Cross-entropy and KL divergence

evergreen#foundations#information-theory

Bar: compute entropy, cross-entropy, and KL by hand for a 3-outcome distribution — and explain in one sentence what each means.

Intuition first

Information is "surprise." A rare event carries more bits than a common one: $-\log p(x)$ . Average that surprise and you get the three quantities below.

Entropy $H(p)$ — the irreducible average surprise of $p$ ; the best you could ever compress it to.
Cross-entropy $H(p,q)$ — the average surprise you actually pay when you believe $q$ but reality is $p$ .
KL divergence $D_{KL}(p\|q)$ — the extra bits you waste for believing the wrong model: $H(p,q)-H(p)$ .

The math

H(p) = -\sum_x p(x)\log p(x)

H(p,q) = -\sum_x p(x)\log q(x)

D_{KL}(p\|q) = \sum_x p(x)\log\frac{p(x)}{q(x)} = H(p,q) - H(p)

Log base 2 → bits; natural log → nats. Key properties:

$D_{KL}\ge 0$ , with equality iff $p=q$ (Gibbs' inequality). So $H(p,q)\ge H(p)$ always.
Asymmetric: $D_{KL}(p\|q)\ne D_{KL}(q\|p)$ in general. It is not a distance/metric.
Undefined if $q(x)=0$ where $p(x)>0$ (infinite surprise) — why we smooth probabilities.

Worked example (by hand, in bits)

Let $p=(\tfrac12,\tfrac14,\tfrac14)$ and $q=(\tfrac14,\tfrac14,\tfrac12)$ .

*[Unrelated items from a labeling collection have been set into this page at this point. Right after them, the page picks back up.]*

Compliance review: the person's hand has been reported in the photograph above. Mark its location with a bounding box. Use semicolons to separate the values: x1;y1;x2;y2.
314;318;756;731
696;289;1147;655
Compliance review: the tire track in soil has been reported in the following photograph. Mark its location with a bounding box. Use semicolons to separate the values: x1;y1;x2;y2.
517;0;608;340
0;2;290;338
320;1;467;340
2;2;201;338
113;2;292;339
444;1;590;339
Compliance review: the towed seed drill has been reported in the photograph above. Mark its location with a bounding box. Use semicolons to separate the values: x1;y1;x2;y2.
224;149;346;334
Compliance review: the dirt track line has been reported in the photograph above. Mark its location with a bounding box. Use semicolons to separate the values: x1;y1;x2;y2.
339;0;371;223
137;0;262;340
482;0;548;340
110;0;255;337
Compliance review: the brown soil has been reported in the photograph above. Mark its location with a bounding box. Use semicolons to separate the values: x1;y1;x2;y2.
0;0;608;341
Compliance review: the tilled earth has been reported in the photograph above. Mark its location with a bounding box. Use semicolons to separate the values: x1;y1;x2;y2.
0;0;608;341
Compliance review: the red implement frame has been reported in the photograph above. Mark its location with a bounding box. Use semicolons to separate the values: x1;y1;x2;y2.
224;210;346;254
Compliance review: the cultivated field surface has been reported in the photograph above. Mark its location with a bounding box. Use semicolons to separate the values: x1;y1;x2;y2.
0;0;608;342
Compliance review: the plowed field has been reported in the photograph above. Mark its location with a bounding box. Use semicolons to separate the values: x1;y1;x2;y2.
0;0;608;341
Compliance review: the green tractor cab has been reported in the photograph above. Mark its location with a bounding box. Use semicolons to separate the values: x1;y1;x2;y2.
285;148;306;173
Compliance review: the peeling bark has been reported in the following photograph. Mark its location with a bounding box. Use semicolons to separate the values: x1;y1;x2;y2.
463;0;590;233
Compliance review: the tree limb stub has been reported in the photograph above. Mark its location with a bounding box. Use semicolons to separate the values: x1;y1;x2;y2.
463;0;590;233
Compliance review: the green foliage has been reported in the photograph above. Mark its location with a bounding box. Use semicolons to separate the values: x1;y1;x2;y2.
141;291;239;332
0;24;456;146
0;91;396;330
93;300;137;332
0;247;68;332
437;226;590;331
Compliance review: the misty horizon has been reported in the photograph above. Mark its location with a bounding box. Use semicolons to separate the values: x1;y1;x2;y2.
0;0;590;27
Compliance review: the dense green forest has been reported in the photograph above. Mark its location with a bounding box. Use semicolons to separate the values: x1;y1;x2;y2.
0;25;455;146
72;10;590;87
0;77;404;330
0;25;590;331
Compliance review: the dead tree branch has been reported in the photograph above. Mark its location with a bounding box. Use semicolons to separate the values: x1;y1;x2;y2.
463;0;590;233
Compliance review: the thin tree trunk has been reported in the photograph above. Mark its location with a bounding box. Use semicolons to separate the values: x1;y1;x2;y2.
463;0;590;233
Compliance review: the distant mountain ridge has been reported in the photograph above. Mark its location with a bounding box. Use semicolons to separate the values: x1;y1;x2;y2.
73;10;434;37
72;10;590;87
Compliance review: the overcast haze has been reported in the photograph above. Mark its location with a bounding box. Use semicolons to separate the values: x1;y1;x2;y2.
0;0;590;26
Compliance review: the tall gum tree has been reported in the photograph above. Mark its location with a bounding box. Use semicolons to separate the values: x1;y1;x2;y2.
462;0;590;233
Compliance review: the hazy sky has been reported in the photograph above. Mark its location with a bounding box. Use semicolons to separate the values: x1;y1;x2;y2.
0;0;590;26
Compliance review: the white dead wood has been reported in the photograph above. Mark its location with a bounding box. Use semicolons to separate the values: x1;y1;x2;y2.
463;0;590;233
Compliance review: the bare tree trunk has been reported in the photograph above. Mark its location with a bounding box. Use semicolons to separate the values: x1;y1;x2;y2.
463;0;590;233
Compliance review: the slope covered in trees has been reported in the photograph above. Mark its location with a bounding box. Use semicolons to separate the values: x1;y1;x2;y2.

H(p) = -\big(\tfrac12\log_2\tfrac12 + \tfrac14\log_2\tfrac14 + \tfrac14\log_2\tfrac14\big) = \tfrac12(1) + \tfrac14(2) + \tfrac14(2) = 1.5\ \text{bits}

H(p,q) = -\big(\tfrac12\log_2\tfrac14 + \tfrac14\log_2\tfrac14 + \tfrac14\log_2\tfrac12\big) = \tfrac12(2)+\tfrac14(2)+\tfrac14(1) = 1.75\ \text{bits}

D_{KL}(p\|q) = H(p,q)-H(p) = 1.75 - 1.5 = 0.25\ \text{bits}

Check directly: $\tfrac12\log_2\tfrac{0.5}{0.25} + \tfrac14\log_2\tfrac{0.25}{0.25} + \tfrac14\log_2\tfrac{0.25}{0.5} = \tfrac12(1) + \tfrac14(0) + \tfrac14(-1) = 0.25$ ✓

Why this is everywhere in ML

Cross-entropy loss = maximum likelihood. Minimizing $H(p,q)$ over your model $q$ for the empirical label distribution $p$ is MLE. Next-event prediction on a clickstream minimizes cross-entropy over the event vocabulary.
Perplexity $= 2^{H(p,q)}$ — the effective branching factor / "how many equally-likely choices the model is confused among." (More in Information theory basics.)
Proper scoring rule: log-loss is minimized in expectation only by the true probabilities → it rewards honesty and calibration. See Evaluation theory.
Forward vs reverse KL shapes behavior: minimizing $D_{KL}(p\|q)$ is mode-covering (q must put mass everywhere p does); $D_{KL}(q\|p)$ is mode-seeking. This distinction recurs in variational methods.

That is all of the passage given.